When you get to fat, the big one to look for is trans fat. You shouldn't eat any. It's like glue in your veins and it'll make you die. It's that simple. There is no healthy amount.

And if they say "trans fat free" but there is still trans fat believe it's there. Companies are allowed to have .2 g of trans fat in a serving and still call it "trans fat free". Any is too much.

Next  look at the carb amount and how much of it is sugar. In some things you will see sugar but it's from fruits, but most times it's garbage table sugar and that will make you fat. If it has sugar then take a look down in the ingredients list. The rule of thumb is that if sugar is in the first three or four ingredients you don't want to buy it.

But they like to trick you by call it things like fructose, glucose, dextrose, galactose, lactose, maltose, corn syrup, high fructose corn syrup, honey, maple syrup etc.

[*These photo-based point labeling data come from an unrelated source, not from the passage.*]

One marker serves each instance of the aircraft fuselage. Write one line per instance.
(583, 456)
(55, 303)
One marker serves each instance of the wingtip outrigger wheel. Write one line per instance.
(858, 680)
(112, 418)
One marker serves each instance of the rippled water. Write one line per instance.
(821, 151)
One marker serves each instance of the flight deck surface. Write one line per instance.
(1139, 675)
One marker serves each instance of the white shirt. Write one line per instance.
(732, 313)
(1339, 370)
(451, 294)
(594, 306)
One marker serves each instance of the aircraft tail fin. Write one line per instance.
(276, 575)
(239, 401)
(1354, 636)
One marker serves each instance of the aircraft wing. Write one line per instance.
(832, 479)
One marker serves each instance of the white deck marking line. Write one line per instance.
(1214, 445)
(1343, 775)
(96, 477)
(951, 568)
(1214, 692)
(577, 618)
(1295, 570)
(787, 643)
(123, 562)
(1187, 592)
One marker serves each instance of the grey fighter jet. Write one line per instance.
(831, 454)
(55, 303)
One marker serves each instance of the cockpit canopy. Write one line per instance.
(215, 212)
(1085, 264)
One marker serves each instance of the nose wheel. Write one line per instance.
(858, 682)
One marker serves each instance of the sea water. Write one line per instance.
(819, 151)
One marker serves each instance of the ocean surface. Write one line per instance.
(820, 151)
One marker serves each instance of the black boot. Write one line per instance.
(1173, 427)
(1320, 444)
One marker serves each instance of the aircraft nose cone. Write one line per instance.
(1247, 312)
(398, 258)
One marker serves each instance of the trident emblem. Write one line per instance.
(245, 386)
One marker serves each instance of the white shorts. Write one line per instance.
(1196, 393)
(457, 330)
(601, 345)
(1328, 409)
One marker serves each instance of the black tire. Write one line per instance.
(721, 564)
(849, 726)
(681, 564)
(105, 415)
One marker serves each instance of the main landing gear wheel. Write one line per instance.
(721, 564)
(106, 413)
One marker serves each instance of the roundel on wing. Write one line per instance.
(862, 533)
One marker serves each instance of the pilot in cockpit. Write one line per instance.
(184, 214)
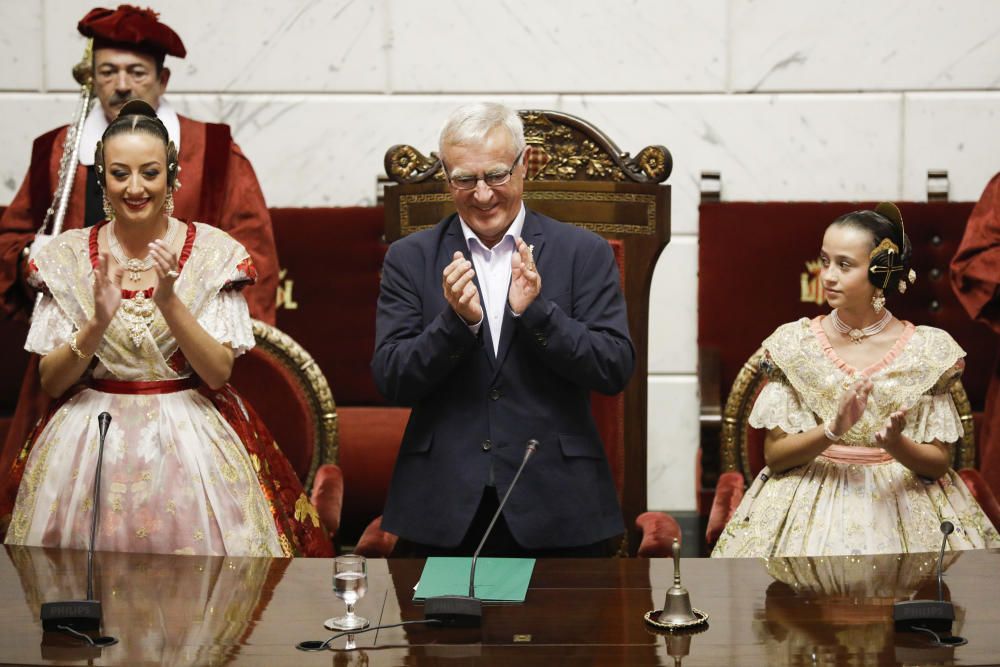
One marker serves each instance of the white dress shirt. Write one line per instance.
(492, 267)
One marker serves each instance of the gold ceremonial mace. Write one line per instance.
(83, 72)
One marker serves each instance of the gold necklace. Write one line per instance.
(137, 312)
(134, 266)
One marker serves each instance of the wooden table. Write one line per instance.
(191, 610)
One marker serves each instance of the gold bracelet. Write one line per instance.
(76, 350)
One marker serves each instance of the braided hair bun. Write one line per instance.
(138, 117)
(889, 261)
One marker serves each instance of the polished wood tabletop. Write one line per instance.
(192, 610)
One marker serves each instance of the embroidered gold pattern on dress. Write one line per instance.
(158, 444)
(830, 508)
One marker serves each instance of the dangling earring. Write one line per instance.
(109, 213)
(878, 301)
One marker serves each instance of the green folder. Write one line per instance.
(497, 579)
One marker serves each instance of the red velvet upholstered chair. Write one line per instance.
(289, 391)
(575, 174)
(742, 449)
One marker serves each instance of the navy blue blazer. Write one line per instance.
(473, 409)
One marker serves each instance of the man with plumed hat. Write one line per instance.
(219, 186)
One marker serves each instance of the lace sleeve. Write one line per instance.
(50, 327)
(778, 405)
(226, 318)
(933, 417)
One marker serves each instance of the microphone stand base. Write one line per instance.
(455, 610)
(81, 615)
(934, 615)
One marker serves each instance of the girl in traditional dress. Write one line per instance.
(141, 316)
(858, 413)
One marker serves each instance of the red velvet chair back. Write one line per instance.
(286, 387)
(575, 174)
(331, 260)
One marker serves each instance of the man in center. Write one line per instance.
(494, 326)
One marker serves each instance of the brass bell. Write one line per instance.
(677, 607)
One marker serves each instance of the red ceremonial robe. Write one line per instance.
(218, 187)
(975, 277)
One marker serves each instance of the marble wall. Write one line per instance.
(788, 100)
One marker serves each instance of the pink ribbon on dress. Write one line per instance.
(864, 456)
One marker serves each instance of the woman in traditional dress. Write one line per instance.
(859, 415)
(142, 317)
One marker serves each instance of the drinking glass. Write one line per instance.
(350, 583)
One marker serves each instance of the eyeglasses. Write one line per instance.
(493, 179)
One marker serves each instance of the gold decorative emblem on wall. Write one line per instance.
(811, 288)
(284, 298)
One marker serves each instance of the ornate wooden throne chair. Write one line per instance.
(575, 174)
(287, 388)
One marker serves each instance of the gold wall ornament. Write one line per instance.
(405, 164)
(810, 286)
(563, 147)
(284, 298)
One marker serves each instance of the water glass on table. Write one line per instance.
(350, 583)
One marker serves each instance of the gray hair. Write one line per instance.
(471, 123)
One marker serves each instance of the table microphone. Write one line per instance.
(936, 615)
(467, 610)
(82, 615)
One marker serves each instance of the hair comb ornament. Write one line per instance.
(891, 212)
(885, 246)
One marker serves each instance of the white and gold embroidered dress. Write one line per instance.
(862, 504)
(176, 476)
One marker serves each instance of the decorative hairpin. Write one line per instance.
(911, 276)
(885, 246)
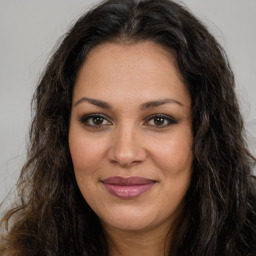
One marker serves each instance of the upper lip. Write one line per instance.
(130, 181)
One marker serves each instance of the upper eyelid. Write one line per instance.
(87, 116)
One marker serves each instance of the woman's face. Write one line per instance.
(131, 135)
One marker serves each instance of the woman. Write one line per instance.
(137, 143)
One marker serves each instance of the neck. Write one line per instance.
(137, 243)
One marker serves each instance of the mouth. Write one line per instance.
(127, 188)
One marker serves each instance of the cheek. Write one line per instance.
(174, 157)
(86, 153)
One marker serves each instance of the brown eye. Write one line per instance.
(160, 121)
(95, 120)
(98, 120)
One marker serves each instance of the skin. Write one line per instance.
(127, 141)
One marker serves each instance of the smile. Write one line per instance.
(127, 188)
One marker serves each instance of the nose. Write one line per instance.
(127, 146)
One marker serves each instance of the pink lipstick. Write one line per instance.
(127, 188)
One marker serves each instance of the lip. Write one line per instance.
(127, 188)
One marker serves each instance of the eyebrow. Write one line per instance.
(146, 105)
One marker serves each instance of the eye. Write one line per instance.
(95, 120)
(160, 120)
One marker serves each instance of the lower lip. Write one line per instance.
(127, 192)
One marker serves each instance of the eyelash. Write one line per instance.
(168, 120)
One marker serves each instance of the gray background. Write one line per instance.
(29, 30)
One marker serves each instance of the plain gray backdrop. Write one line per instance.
(29, 30)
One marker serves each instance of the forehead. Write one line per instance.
(114, 69)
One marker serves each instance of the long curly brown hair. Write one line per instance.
(219, 217)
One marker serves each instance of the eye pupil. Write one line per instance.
(97, 120)
(159, 121)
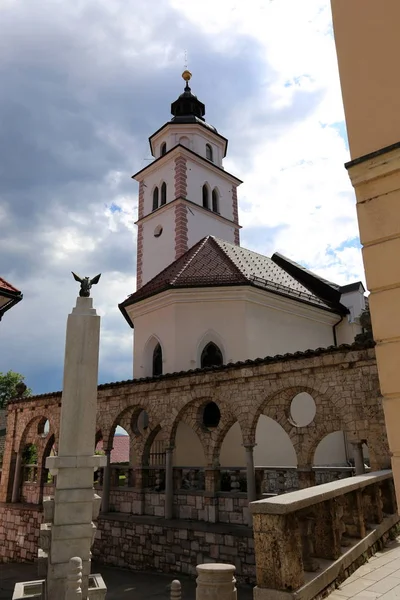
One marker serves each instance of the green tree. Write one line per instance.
(11, 385)
(365, 322)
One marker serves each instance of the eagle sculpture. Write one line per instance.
(86, 284)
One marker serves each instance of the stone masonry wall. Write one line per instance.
(19, 533)
(231, 508)
(141, 543)
(173, 547)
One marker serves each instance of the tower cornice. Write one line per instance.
(180, 150)
(190, 204)
(186, 127)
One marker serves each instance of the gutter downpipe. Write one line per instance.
(346, 447)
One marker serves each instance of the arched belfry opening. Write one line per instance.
(157, 361)
(206, 199)
(211, 356)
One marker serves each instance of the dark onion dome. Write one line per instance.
(188, 108)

They have hundreds of names for sugar and each  is aimed at making sure you eat it. Look carefully.

And the last thing you want to keep an eye out for in the ingredients list is hydrogenated fat. They only do that to make it last longer on the shelf. And if it lasts longer on the shelf, it'll last longer in you too. Nothing with the word hydrogenated in it should go in your mouth. Any is too much.

If you get used to reading those labels you'll soon find that about 80 percent of the grocery store isn't good for you at all. But have no fear. The other 20 percent is great. Happy reading.